AVRUPADAKİ MÜLTECİLRE KUCAK AÇALIM
Mahmut TOPTAŞ
İnsan ormanında kendinizi kaybettiğiniz oldu mu hiç.
Bilmediğiniz bir yerde, tanımadığınız binlerce insan arasında, yapayalnız kaldığınız oldu mu.
İsviçre’nin Cenevre kentinde insan selinin arasında arkadaşımla beraber kendimizi çölde gibi hissettik.
Dil olmadığı için yol da yok.
Kaçak yollardan İsviçre’ye girmişiz ve Fransa’ya gidecek orada işçi olacağız.
Nereden nasıl gidileceğini de bilmiyoruz.
Çaresizlik içinde kıvranırken birden dünyanın en tatlı, en sevimli, en güvem veren bir sesi duyuverdik.
Yanımıza yaklaşan karayağız bir delikanlı bize “Selamün aleyküm” deyiverdi.

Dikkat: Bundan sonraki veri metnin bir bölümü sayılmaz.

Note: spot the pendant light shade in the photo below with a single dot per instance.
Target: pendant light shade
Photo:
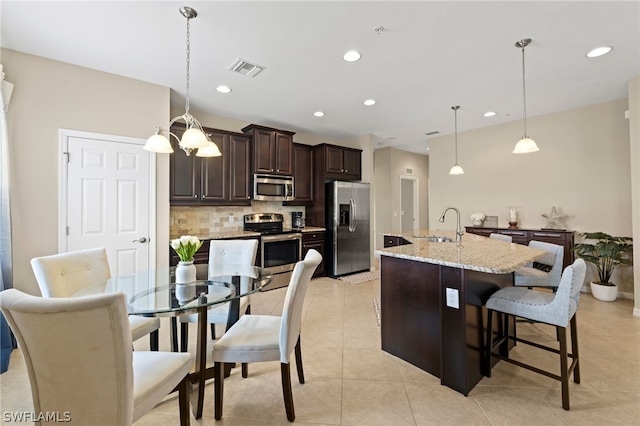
(526, 144)
(456, 169)
(194, 137)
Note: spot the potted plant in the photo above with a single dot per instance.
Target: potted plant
(605, 252)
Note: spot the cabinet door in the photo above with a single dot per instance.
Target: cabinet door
(351, 161)
(239, 170)
(282, 152)
(263, 149)
(215, 173)
(333, 160)
(184, 174)
(302, 174)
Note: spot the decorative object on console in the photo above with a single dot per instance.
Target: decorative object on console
(606, 253)
(477, 219)
(553, 219)
(526, 144)
(491, 221)
(512, 217)
(456, 169)
(194, 137)
(186, 247)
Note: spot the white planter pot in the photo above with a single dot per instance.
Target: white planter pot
(606, 293)
(185, 272)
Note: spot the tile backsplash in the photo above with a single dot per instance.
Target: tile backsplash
(204, 220)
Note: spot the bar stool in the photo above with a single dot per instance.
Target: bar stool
(557, 309)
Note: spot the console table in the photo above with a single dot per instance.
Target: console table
(523, 236)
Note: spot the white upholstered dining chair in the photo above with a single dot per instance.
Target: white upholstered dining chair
(545, 271)
(81, 364)
(238, 252)
(258, 338)
(64, 274)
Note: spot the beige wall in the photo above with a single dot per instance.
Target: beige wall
(49, 96)
(582, 169)
(634, 137)
(390, 165)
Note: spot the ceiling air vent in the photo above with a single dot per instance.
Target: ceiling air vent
(246, 68)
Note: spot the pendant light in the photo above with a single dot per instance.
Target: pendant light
(526, 144)
(456, 169)
(194, 136)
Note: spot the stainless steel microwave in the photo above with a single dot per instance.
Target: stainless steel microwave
(273, 188)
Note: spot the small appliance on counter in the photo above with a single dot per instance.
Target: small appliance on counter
(297, 221)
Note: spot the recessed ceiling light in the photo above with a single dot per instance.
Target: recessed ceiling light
(599, 51)
(351, 56)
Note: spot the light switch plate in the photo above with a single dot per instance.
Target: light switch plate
(452, 298)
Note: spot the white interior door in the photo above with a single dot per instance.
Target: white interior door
(106, 191)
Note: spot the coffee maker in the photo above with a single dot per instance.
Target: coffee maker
(297, 221)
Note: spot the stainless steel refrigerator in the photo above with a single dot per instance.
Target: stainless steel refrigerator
(348, 225)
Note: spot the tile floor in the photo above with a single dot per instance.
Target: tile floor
(350, 381)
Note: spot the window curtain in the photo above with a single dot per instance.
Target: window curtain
(7, 342)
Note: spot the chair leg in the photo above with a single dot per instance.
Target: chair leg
(286, 391)
(298, 352)
(183, 401)
(154, 340)
(489, 344)
(218, 389)
(574, 349)
(184, 336)
(174, 334)
(564, 368)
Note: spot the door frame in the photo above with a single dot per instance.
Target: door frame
(415, 196)
(63, 174)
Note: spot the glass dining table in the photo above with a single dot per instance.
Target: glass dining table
(154, 293)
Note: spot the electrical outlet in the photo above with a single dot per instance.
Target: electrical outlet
(452, 298)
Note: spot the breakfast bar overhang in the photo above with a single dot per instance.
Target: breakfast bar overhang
(432, 300)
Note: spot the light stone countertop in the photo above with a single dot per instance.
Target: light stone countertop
(475, 252)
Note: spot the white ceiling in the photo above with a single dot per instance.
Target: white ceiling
(429, 57)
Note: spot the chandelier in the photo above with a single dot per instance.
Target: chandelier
(194, 137)
(526, 144)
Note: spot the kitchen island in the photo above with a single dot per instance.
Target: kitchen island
(433, 295)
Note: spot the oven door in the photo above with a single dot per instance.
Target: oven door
(279, 255)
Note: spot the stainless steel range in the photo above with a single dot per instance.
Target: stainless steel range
(280, 248)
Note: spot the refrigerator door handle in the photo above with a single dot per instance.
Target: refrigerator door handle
(352, 214)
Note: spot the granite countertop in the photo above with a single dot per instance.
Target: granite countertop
(475, 252)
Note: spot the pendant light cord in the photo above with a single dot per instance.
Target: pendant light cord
(188, 60)
(524, 97)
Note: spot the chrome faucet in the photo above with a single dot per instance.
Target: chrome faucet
(458, 228)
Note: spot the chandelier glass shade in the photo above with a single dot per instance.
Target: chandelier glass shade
(526, 144)
(456, 169)
(194, 137)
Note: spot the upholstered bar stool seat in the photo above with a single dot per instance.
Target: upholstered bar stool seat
(557, 309)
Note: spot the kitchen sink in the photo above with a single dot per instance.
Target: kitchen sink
(434, 238)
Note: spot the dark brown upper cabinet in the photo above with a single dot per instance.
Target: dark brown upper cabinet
(272, 150)
(302, 175)
(223, 180)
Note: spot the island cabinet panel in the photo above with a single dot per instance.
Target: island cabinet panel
(442, 335)
(523, 236)
(409, 311)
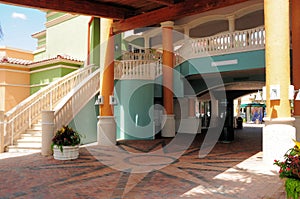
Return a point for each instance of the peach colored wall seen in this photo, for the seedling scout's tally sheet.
(19, 54)
(16, 86)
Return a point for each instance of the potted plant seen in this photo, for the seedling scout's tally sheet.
(65, 144)
(290, 171)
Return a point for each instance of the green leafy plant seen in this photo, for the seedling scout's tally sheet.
(66, 136)
(290, 169)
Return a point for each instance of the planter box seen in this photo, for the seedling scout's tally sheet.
(69, 153)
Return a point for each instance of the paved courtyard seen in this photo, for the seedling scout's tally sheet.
(161, 168)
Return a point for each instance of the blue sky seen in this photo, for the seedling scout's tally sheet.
(18, 24)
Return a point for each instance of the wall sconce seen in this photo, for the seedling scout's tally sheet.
(112, 100)
(99, 100)
(258, 96)
(298, 94)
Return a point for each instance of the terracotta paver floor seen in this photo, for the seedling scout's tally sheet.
(161, 168)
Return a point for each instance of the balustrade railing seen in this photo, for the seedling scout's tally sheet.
(142, 56)
(65, 110)
(137, 69)
(28, 111)
(229, 42)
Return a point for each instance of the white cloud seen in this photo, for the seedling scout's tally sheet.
(16, 15)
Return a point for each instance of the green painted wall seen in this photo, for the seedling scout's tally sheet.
(134, 112)
(138, 42)
(85, 122)
(46, 77)
(246, 60)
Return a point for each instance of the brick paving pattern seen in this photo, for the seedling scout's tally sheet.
(133, 169)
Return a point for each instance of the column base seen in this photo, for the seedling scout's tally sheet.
(168, 130)
(190, 125)
(277, 138)
(106, 130)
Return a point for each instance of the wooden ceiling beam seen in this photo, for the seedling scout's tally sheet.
(84, 7)
(176, 11)
(164, 2)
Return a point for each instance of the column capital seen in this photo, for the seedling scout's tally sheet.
(231, 17)
(167, 24)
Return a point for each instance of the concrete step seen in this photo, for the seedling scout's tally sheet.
(31, 138)
(18, 149)
(37, 126)
(30, 143)
(33, 131)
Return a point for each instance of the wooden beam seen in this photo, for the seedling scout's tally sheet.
(163, 2)
(84, 7)
(179, 10)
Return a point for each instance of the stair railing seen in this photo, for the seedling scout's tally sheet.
(21, 117)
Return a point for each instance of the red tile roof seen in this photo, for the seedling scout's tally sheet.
(10, 60)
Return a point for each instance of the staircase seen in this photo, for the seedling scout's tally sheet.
(23, 126)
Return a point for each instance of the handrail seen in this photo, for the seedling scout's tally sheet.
(28, 111)
(76, 99)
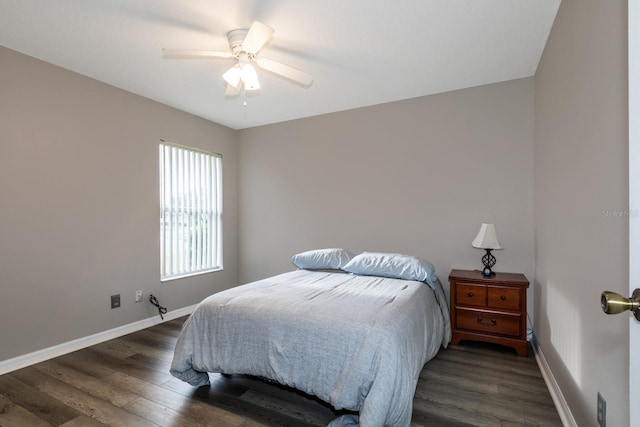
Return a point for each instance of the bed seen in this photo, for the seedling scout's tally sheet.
(355, 341)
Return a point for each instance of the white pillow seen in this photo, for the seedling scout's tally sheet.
(397, 266)
(322, 259)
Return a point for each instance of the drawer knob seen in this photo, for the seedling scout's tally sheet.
(493, 322)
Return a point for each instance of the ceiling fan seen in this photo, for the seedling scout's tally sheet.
(244, 46)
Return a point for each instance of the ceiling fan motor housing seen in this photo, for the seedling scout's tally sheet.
(236, 37)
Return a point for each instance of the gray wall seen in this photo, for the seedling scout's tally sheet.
(416, 177)
(581, 202)
(79, 205)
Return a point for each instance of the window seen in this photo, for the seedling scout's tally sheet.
(190, 211)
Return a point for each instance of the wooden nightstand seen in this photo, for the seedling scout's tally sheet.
(491, 309)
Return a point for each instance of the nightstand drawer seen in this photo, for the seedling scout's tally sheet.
(471, 295)
(488, 322)
(503, 298)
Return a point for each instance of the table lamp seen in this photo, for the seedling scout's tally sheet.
(487, 239)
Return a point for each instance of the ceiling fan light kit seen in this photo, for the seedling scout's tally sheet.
(245, 45)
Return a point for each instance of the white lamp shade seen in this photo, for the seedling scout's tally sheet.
(487, 238)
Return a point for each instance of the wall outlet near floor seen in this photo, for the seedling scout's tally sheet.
(115, 301)
(602, 411)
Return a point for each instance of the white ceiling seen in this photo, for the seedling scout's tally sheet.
(360, 52)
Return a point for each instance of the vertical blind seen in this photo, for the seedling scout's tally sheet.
(190, 211)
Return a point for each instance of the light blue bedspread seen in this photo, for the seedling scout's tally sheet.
(356, 342)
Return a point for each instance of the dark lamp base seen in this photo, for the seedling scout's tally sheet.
(488, 260)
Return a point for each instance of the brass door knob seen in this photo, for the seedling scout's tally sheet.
(613, 303)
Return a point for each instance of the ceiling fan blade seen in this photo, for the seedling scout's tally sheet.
(183, 53)
(291, 73)
(257, 36)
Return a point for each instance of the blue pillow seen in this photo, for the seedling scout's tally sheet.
(397, 266)
(322, 259)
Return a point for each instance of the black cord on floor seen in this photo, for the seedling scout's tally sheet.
(161, 310)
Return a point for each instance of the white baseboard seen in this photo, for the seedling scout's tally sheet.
(556, 394)
(64, 348)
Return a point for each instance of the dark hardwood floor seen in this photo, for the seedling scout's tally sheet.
(126, 382)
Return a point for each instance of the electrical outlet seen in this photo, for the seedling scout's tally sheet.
(602, 411)
(115, 301)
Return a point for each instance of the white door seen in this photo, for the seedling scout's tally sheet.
(634, 202)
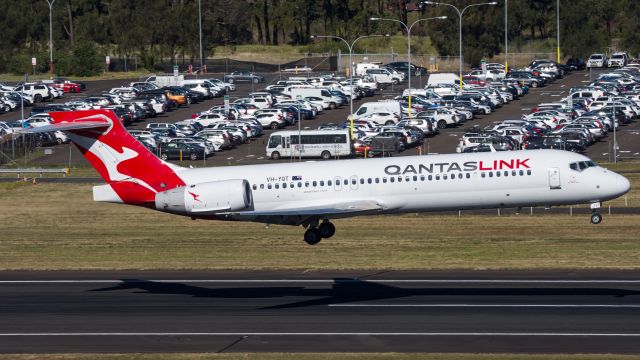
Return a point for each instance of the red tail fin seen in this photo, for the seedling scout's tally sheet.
(132, 172)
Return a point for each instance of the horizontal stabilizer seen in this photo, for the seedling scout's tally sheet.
(66, 127)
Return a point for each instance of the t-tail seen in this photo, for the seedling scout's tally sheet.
(133, 174)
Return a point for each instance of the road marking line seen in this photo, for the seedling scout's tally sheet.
(435, 281)
(491, 305)
(321, 334)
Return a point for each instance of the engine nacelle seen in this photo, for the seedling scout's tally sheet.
(206, 198)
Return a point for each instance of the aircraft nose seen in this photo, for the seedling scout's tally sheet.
(623, 184)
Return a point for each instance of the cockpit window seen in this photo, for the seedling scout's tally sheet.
(581, 165)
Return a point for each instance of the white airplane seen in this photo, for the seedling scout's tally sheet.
(313, 193)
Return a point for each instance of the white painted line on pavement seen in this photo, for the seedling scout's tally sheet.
(322, 334)
(325, 281)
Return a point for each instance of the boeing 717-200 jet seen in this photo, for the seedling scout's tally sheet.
(311, 194)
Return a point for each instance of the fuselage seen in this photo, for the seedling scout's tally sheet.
(425, 183)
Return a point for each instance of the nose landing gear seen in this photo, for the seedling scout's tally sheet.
(596, 218)
(314, 234)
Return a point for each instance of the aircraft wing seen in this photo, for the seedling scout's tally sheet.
(356, 207)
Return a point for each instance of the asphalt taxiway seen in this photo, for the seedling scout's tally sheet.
(357, 311)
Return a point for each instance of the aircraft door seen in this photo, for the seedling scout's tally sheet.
(354, 182)
(554, 178)
(337, 183)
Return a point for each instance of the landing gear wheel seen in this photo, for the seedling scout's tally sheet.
(312, 236)
(326, 229)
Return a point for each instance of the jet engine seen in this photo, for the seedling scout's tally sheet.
(206, 198)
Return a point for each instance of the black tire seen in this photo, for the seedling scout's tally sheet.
(312, 236)
(326, 230)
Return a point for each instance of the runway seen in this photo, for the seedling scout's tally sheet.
(355, 311)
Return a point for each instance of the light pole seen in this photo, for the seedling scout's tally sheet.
(50, 2)
(350, 46)
(200, 32)
(460, 13)
(558, 28)
(506, 37)
(408, 29)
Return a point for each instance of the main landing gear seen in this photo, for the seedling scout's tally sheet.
(315, 233)
(596, 218)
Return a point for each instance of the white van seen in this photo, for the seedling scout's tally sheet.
(368, 108)
(299, 92)
(325, 144)
(201, 86)
(443, 78)
(361, 68)
(382, 76)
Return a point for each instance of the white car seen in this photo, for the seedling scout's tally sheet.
(209, 119)
(383, 118)
(596, 60)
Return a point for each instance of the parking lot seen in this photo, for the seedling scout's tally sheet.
(445, 142)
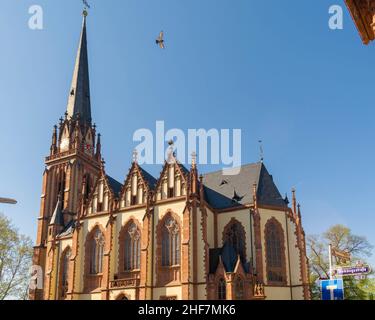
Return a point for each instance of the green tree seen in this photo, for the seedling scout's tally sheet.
(342, 238)
(15, 261)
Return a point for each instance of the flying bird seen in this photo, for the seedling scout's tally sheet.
(223, 182)
(160, 40)
(236, 197)
(8, 201)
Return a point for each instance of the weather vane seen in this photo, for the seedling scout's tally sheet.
(261, 150)
(86, 6)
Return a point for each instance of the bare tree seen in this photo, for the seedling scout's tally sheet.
(15, 261)
(339, 237)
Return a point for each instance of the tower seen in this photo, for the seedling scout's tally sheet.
(74, 158)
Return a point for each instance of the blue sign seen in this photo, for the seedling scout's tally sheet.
(332, 289)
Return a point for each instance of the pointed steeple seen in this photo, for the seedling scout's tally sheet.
(79, 95)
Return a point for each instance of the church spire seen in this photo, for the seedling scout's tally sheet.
(79, 95)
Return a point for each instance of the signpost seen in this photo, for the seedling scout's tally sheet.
(332, 289)
(340, 254)
(352, 271)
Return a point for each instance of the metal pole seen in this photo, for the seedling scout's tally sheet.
(330, 269)
(330, 262)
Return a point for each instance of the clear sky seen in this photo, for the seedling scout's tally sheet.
(271, 68)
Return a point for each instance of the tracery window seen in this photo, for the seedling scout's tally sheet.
(170, 243)
(239, 289)
(61, 182)
(65, 272)
(97, 252)
(234, 234)
(275, 252)
(222, 290)
(132, 248)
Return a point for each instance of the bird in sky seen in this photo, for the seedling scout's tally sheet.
(160, 40)
(8, 201)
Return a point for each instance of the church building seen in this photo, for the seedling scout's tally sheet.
(181, 235)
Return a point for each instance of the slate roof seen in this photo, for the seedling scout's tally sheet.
(150, 180)
(228, 257)
(220, 190)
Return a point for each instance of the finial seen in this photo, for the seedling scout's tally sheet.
(194, 159)
(261, 150)
(135, 156)
(171, 153)
(86, 6)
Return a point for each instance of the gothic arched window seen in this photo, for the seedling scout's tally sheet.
(132, 248)
(222, 290)
(275, 252)
(97, 252)
(65, 272)
(234, 234)
(239, 289)
(61, 181)
(87, 186)
(170, 243)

Ben, o güne kadar selamın bu kadar tatlı olduğunu, çöldeki susuz adama sunulan bir bardak sudan daha serinletici olduğunu bilmiyordum.
İkimizin de yüzünde bir gülümseme belirdi ve ona sarıla kaldık.
Bize önce bir taksici buldu ve kaçak yollardan Fransa’ya sokmasını teklif etti ama Cenevreli şoför kabul etmedi.
Bir başka şoför buldu ve normal gümrükten geçirmesini istedi ve biz onunla geçen bazı maceralardan sonra Fransa’ya geçtik, iş bulduk, işçi olduk.
Bunu şunun için hatırlayıp yazıyorum:
Avrupa Birliğinin neresinde işçi, öğrenci, işveren, memur olan sizler, bulunduğunuz şehre gelen mültecilere hiç bir şey yapamasanız da yalnız selam verseniz, sizler içim basit gibi gelen o selam, onlar için dünyanın en değerli hediyesidir.
Bu hediyeden mahrum bırakmayın onları.
Kamplarını her hafta düzenli olarak ziyaret ediniz.
Kampta görevli olanlarla iyi ilişkiler kurmaya önem veriniz.
Bulunduğunuz şehirde cami hizmeti veren kurumlarla temasa geçerek kampta mülteci çocukları, kadınları ve erkekleri için bir Kur’an kursu açabilirsiniz.
Mültecilerin eğitimli olanlarından da yararlanabilirsiniz.
Kamp içinde kurs açmanıza izin alamadığınız yerlerde kampa en yakın camide bu kursu verebilirsiniz.
1944 yılında Rusya içinde yaşayan ve Alman taraftarı olduğu için Almanya’ya taşınan 20 bin Tatarın başına gelenler bunların başına gelmemesi için gayret gösterin.
Emekli parası yetmeyen, camiden eve, evden camiye gidip gelenler, “kampa giderken bir şeyler götürmem gerekir ama param yok” diye sızlananlar, parasız gidiniz, selam veriniz ve gülümseyiniz.
Karacaoğlan’ın:
“İlleri var bizim ile benzemez
Dilleri var bizim dile benzemez” dediği soğuk yüzlülerin, kucağında çocuk taşıyan mülteciye çelme takıp yere düşüren kadın muhabirlerin olduğu diyarda selam, en sıcak ve en sevimli hediyedir.